Auf die Arbeitschancen kommt es an

Das Bundeskriminalamt hat in seinem jüngsten Lagebild „Kriminalität im Kontext von Zuwanderung“ Zahlen präsentiert: Unter den insgesamt 1,9 Millionen Tatverdächtigen von Straftaten in Deutschland im Jahr 2022 gab es mehr als 610.000 nicht deutsche Tatverdächtige. Dies ist ein Anteil von 31,9 Prozent, der weit über dem Anteil der Nichtdeutschen an der Gesamtbevölkerung liegt. 7,4 Prozent der Tatverdächtigen waren Asylzuwanderer – eine fast dreifache Überrepräsentation. Laut der BKA-Statistik sind sie besonders bei Gewalt- und Sexualstraftaten überproportional vertreten.

Woher kommt diese Auffälligkeit in der Kriminalitätsstatistik? Einige Kriminalisten vertreten die These, dass die Asylzuwanderer überwiegend jünger und männlich sind und daher, wie alle jungen Männer, mehr zu Delinquenz neigen und in den Kriminalitätsstatistiken überproportional auftauchen. Lässt sich die Bevölkerung damit beruhigen?

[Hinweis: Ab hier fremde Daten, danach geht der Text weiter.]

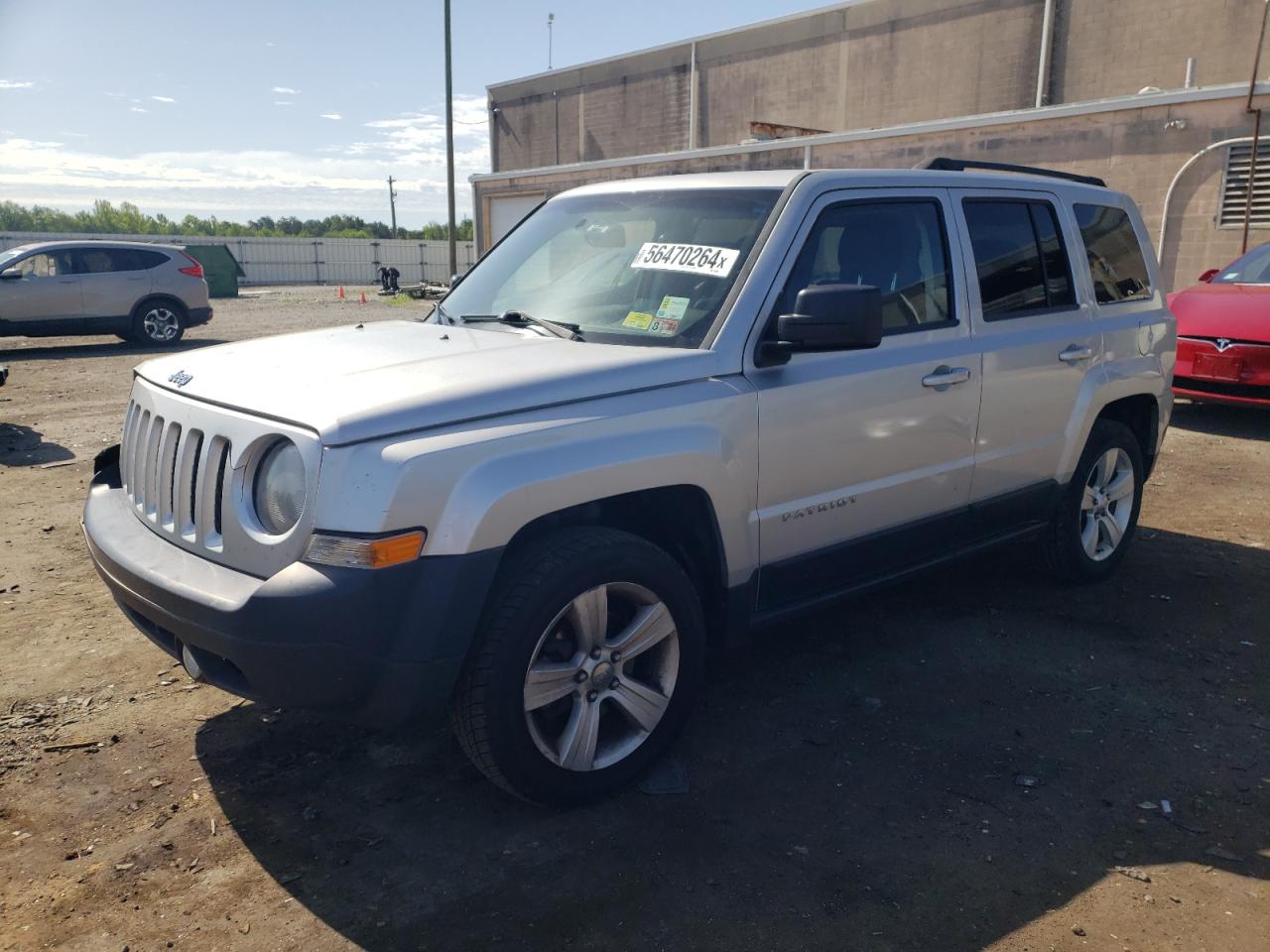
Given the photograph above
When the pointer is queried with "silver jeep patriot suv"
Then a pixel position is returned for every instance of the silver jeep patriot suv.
(658, 416)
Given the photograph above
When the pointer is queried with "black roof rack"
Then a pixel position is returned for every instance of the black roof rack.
(942, 164)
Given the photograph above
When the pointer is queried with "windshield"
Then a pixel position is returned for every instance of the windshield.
(1254, 268)
(648, 268)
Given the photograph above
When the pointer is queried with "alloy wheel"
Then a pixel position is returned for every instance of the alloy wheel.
(601, 676)
(160, 324)
(1106, 506)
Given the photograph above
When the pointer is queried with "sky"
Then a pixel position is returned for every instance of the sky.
(286, 107)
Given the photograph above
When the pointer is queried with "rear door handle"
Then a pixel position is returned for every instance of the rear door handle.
(1075, 353)
(944, 377)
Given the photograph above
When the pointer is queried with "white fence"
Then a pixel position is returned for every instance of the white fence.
(304, 261)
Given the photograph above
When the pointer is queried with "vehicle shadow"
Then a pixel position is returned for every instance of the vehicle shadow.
(102, 347)
(949, 758)
(1222, 419)
(23, 445)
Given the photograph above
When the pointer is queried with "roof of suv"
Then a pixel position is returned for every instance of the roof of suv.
(855, 178)
(95, 243)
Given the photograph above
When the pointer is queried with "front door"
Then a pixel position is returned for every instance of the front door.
(865, 457)
(1038, 340)
(48, 291)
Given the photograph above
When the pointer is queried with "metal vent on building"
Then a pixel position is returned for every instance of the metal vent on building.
(1234, 186)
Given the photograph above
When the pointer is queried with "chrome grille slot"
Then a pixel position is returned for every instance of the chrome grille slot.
(208, 495)
(167, 471)
(187, 483)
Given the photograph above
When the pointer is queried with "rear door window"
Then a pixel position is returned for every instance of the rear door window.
(1116, 264)
(1020, 257)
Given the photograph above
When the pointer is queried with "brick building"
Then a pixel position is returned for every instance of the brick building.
(1129, 90)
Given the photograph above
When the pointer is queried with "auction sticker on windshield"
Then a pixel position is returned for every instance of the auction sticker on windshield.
(694, 259)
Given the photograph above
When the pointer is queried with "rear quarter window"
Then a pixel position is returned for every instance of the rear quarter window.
(1116, 266)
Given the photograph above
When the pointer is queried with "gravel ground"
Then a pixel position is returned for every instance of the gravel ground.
(973, 761)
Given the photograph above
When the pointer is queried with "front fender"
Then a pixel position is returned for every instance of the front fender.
(475, 485)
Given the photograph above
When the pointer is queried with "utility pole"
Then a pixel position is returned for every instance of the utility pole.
(393, 204)
(449, 149)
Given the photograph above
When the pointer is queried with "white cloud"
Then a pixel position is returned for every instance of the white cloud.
(243, 184)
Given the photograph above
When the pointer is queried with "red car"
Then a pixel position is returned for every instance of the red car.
(1223, 333)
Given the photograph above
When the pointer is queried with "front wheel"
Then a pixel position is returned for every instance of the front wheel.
(588, 662)
(1097, 512)
(158, 324)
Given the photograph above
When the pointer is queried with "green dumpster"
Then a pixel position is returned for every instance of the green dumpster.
(220, 268)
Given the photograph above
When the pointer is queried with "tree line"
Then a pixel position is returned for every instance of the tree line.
(105, 218)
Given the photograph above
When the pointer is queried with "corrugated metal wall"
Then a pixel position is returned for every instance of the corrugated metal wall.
(305, 261)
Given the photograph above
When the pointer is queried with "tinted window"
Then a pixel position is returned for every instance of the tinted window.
(1116, 264)
(897, 246)
(144, 261)
(1019, 255)
(49, 264)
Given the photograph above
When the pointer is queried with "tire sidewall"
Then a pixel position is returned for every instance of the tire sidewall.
(1105, 435)
(139, 325)
(631, 560)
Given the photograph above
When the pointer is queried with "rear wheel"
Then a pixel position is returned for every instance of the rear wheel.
(589, 660)
(1097, 513)
(158, 322)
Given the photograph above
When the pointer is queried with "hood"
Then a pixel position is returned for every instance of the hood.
(1236, 311)
(359, 382)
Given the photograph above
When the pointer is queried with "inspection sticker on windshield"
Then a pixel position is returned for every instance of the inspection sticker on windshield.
(694, 259)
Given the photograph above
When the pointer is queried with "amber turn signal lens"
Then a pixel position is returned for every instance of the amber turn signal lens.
(365, 552)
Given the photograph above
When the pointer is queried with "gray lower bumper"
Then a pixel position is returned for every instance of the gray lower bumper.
(373, 647)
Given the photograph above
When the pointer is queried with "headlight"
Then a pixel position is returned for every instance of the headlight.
(280, 488)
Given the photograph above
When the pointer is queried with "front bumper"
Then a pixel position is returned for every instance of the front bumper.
(371, 645)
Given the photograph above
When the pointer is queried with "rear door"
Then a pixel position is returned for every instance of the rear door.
(1038, 339)
(114, 281)
(865, 457)
(48, 291)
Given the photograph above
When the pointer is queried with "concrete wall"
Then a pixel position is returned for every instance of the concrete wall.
(1137, 150)
(873, 64)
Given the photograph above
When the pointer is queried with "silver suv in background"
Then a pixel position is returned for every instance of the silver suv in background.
(661, 414)
(145, 294)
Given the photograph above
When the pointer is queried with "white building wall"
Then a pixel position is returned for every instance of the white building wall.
(295, 261)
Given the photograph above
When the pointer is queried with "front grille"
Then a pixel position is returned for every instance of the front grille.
(176, 476)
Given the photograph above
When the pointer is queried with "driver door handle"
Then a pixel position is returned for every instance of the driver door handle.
(944, 377)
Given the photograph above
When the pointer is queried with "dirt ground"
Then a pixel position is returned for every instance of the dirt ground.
(973, 761)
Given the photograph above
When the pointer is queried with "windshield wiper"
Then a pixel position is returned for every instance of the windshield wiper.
(518, 318)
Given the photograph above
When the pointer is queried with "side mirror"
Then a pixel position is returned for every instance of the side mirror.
(826, 317)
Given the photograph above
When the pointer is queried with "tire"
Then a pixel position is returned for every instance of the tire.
(1091, 527)
(158, 322)
(545, 613)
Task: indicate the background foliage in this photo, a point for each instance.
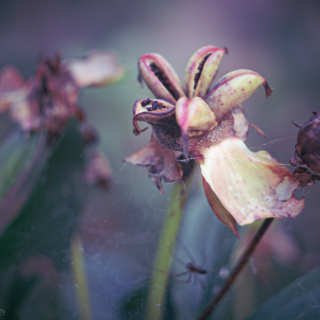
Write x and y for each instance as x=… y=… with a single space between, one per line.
x=119 y=229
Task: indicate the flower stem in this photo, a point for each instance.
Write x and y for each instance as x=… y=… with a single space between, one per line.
x=237 y=269
x=80 y=278
x=166 y=245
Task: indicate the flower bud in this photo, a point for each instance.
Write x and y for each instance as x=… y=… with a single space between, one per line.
x=201 y=69
x=160 y=77
x=232 y=89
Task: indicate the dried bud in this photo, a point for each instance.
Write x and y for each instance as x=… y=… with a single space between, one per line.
x=201 y=69
x=194 y=116
x=308 y=145
x=232 y=89
x=160 y=77
x=153 y=111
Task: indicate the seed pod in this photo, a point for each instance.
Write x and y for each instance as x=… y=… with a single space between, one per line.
x=201 y=69
x=160 y=77
x=194 y=116
x=232 y=89
x=153 y=111
x=308 y=144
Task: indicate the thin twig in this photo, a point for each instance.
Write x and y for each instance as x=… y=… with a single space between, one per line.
x=238 y=268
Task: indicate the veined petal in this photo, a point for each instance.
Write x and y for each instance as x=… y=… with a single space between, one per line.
x=160 y=77
x=251 y=186
x=232 y=89
x=201 y=69
x=161 y=162
x=219 y=210
x=99 y=68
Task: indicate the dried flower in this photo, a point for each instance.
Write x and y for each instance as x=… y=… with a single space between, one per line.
x=48 y=100
x=206 y=123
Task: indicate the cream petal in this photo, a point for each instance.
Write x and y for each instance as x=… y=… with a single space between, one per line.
x=251 y=186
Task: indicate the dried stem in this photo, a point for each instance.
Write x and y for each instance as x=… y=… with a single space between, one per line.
x=238 y=268
x=165 y=248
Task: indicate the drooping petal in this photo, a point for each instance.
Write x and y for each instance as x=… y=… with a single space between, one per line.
x=219 y=210
x=160 y=77
x=201 y=69
x=98 y=68
x=161 y=162
x=251 y=186
x=232 y=89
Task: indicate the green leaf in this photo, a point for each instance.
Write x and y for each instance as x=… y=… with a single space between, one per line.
x=21 y=161
x=298 y=300
x=48 y=219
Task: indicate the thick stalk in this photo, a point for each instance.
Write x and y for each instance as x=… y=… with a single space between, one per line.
x=166 y=245
x=80 y=278
x=237 y=269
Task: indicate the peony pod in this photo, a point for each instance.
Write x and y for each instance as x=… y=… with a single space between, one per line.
x=201 y=69
x=308 y=144
x=232 y=89
x=160 y=77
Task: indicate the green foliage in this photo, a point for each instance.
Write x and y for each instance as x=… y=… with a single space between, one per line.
x=47 y=221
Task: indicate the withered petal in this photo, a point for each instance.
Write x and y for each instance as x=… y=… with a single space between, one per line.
x=232 y=89
x=251 y=186
x=219 y=210
x=161 y=162
x=201 y=70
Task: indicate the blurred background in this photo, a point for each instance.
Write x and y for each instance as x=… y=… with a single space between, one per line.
x=119 y=228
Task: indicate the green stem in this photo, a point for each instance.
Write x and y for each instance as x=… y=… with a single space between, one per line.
x=80 y=278
x=165 y=249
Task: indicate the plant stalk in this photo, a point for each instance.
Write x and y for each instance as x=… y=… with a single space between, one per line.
x=80 y=278
x=166 y=246
x=237 y=269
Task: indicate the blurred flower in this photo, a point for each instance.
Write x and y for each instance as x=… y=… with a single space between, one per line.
x=307 y=154
x=48 y=100
x=206 y=123
x=98 y=171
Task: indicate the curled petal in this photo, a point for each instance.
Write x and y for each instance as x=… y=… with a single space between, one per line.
x=98 y=68
x=201 y=69
x=153 y=111
x=161 y=162
x=160 y=77
x=251 y=186
x=232 y=89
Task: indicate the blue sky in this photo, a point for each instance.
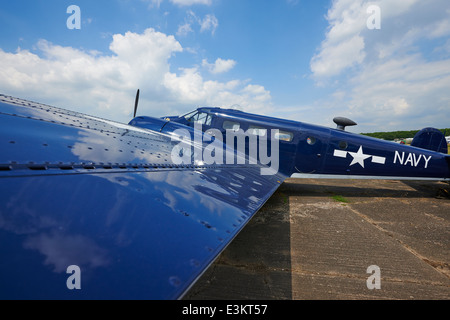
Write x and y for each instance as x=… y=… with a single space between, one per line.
x=303 y=60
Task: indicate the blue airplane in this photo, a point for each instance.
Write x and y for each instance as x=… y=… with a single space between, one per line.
x=95 y=209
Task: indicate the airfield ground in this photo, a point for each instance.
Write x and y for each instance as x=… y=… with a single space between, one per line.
x=315 y=239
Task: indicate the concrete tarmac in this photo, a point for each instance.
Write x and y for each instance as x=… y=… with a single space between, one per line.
x=316 y=239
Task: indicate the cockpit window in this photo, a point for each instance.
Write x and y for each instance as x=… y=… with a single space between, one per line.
x=258 y=131
x=199 y=117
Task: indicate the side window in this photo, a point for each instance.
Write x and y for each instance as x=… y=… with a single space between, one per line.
x=284 y=136
x=208 y=120
x=202 y=117
x=231 y=125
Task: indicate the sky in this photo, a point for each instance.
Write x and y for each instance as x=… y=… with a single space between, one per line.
x=384 y=64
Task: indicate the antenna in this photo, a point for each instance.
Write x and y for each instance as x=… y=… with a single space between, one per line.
x=136 y=104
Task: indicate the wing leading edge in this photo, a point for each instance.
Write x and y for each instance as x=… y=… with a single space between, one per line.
x=107 y=198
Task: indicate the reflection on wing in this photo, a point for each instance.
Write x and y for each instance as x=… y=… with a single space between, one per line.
x=76 y=190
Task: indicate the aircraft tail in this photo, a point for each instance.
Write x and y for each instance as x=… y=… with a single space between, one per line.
x=430 y=139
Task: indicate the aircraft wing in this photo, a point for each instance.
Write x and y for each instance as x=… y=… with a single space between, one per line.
x=82 y=192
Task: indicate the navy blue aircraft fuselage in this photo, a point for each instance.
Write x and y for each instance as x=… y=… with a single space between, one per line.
x=307 y=150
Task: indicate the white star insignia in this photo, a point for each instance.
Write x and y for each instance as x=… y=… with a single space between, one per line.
x=359 y=157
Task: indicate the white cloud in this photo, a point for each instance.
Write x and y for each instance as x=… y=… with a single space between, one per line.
x=105 y=84
x=220 y=66
x=184 y=29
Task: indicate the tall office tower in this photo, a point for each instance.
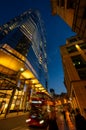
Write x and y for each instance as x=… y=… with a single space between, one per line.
x=73 y=12
x=74 y=63
x=65 y=9
x=26 y=35
x=79 y=20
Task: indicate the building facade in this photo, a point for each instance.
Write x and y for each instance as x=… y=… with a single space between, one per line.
x=23 y=60
x=73 y=12
x=65 y=9
x=74 y=63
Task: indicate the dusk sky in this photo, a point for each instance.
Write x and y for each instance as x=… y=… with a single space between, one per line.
x=57 y=31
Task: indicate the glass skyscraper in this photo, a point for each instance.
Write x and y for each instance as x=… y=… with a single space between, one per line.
x=26 y=35
x=22 y=46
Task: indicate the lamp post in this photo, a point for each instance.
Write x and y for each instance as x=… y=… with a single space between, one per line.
x=14 y=90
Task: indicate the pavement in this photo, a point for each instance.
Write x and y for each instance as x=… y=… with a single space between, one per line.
x=63 y=124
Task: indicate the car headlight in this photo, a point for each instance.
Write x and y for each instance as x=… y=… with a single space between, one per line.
x=28 y=120
x=41 y=122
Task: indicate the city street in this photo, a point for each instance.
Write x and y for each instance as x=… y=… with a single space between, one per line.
x=18 y=123
x=26 y=128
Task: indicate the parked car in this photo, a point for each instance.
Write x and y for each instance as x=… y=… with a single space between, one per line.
x=37 y=119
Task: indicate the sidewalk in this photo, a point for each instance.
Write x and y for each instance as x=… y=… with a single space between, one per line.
x=64 y=124
x=15 y=114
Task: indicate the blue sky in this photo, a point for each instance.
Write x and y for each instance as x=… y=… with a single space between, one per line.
x=57 y=31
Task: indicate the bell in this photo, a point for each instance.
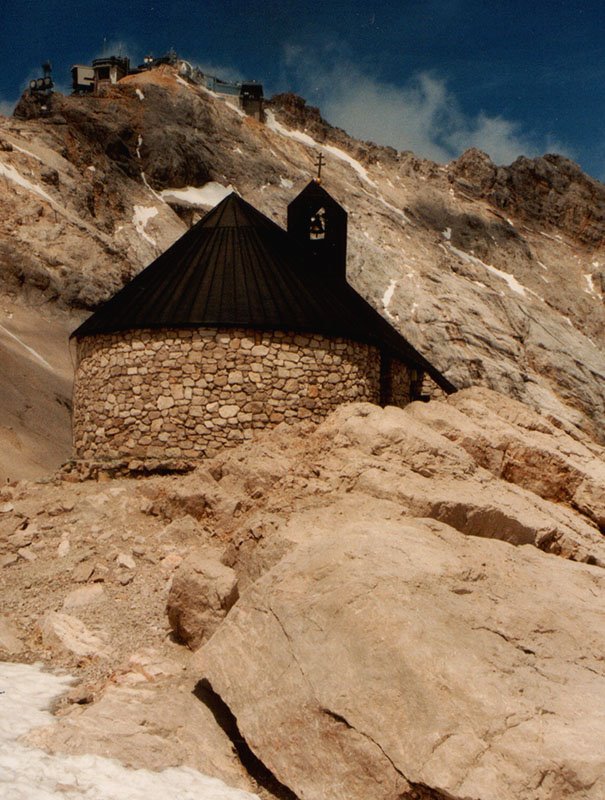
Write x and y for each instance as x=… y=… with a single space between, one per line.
x=317 y=227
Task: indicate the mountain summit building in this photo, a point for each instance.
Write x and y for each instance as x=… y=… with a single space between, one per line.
x=239 y=325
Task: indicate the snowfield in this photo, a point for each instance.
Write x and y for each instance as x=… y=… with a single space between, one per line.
x=27 y=773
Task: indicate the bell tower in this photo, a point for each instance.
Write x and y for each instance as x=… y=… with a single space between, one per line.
x=318 y=225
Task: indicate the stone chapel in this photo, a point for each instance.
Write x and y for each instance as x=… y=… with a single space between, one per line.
x=239 y=325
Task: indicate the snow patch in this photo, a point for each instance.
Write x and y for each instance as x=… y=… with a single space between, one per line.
x=591 y=287
x=25 y=152
x=29 y=349
x=388 y=296
x=11 y=173
x=208 y=195
x=235 y=108
x=512 y=282
x=359 y=169
x=277 y=127
x=27 y=773
x=140 y=218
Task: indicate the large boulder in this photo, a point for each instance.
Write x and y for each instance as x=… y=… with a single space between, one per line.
x=402 y=659
x=202 y=592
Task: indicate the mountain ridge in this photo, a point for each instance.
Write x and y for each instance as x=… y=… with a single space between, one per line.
x=494 y=273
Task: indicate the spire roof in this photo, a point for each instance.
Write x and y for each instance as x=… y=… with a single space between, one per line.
x=237 y=268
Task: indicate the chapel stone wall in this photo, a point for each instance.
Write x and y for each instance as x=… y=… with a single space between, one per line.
x=185 y=394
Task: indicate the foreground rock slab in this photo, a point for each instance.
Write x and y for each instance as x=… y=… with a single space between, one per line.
x=403 y=660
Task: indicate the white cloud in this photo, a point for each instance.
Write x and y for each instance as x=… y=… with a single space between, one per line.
x=422 y=115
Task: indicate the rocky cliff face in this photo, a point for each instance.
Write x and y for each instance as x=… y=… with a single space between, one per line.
x=495 y=273
x=396 y=604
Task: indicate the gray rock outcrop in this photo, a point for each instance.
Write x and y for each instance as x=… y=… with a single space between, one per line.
x=400 y=659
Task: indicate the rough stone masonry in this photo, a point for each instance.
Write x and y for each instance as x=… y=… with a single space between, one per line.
x=187 y=393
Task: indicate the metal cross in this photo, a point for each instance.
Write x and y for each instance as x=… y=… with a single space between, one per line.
x=319 y=164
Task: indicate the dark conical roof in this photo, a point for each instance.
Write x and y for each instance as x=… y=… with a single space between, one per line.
x=237 y=268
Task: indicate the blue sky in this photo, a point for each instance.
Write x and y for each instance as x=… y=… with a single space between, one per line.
x=432 y=76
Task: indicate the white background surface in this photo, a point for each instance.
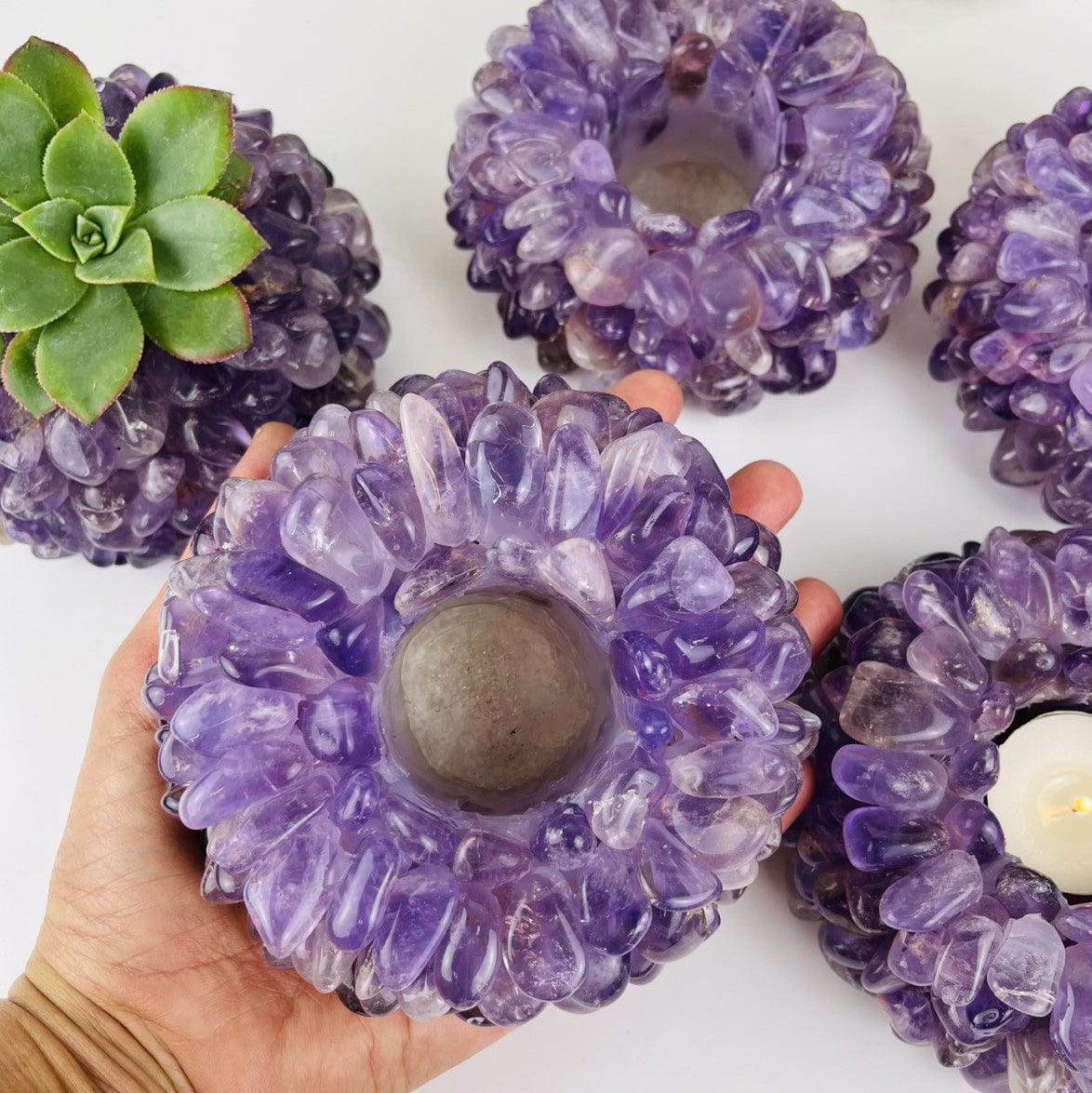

Auch Ökonomen beschäftigen sich mit dem Thema. Einige Forscher haben mit Daten aus verschiedenen Ländern berechnet, dass Migranten insgesamt einen nur sehr geringen Einfluss auf die Entwicklung der Kriminalität in Aufnahmeländern haben. Andere kamen zum Schluss, dass die Kriminalität mehr zunehme, wenn Zuwanderer vor allem aus sehr viel ärmeren Ländern stammen und auf dem Arbeitsmarkt der Zielländer wenig Erfolgschancen haben. Die vorhandenen empirischen Studien zeichnen ein gemischtes Bild.

Ballung in manchen Gegenden

Eine neue Studie zweier Ökonomen vom Mannheimer Zentrum für Europäische Wirtschaftsforschung hat erstmals explizit die Auswirkungen der großen Asylzuwanderungswelle von 2015 und 2016 nach Deutschland untersucht. Martin Lange und Katrin Sommerfeld betonen zu Recht, dass Flüchtlinge beziehungsweise Asylbewerber sich von Zuwanderern unterscheiden, die primär in den Arbeitsmarkt eines Landes streben.

Für ihre Studie untersuchen die beiden Ökonomen räumliche Korrelationen zwischen dem Zustrom von Flüchtlingen in den Jahren 2013 bis 2018 und der Entwicklung der Kriminalität in 394 Kreisen und kreisfreien Städten. Allein in den Jahren 2015 bis 2018 kamen 1,6 Millionen Menschen, vor allem aus Syrien, aus dem Nahen Osten und aus Afrika, als Asylbewerber nach Deutschland.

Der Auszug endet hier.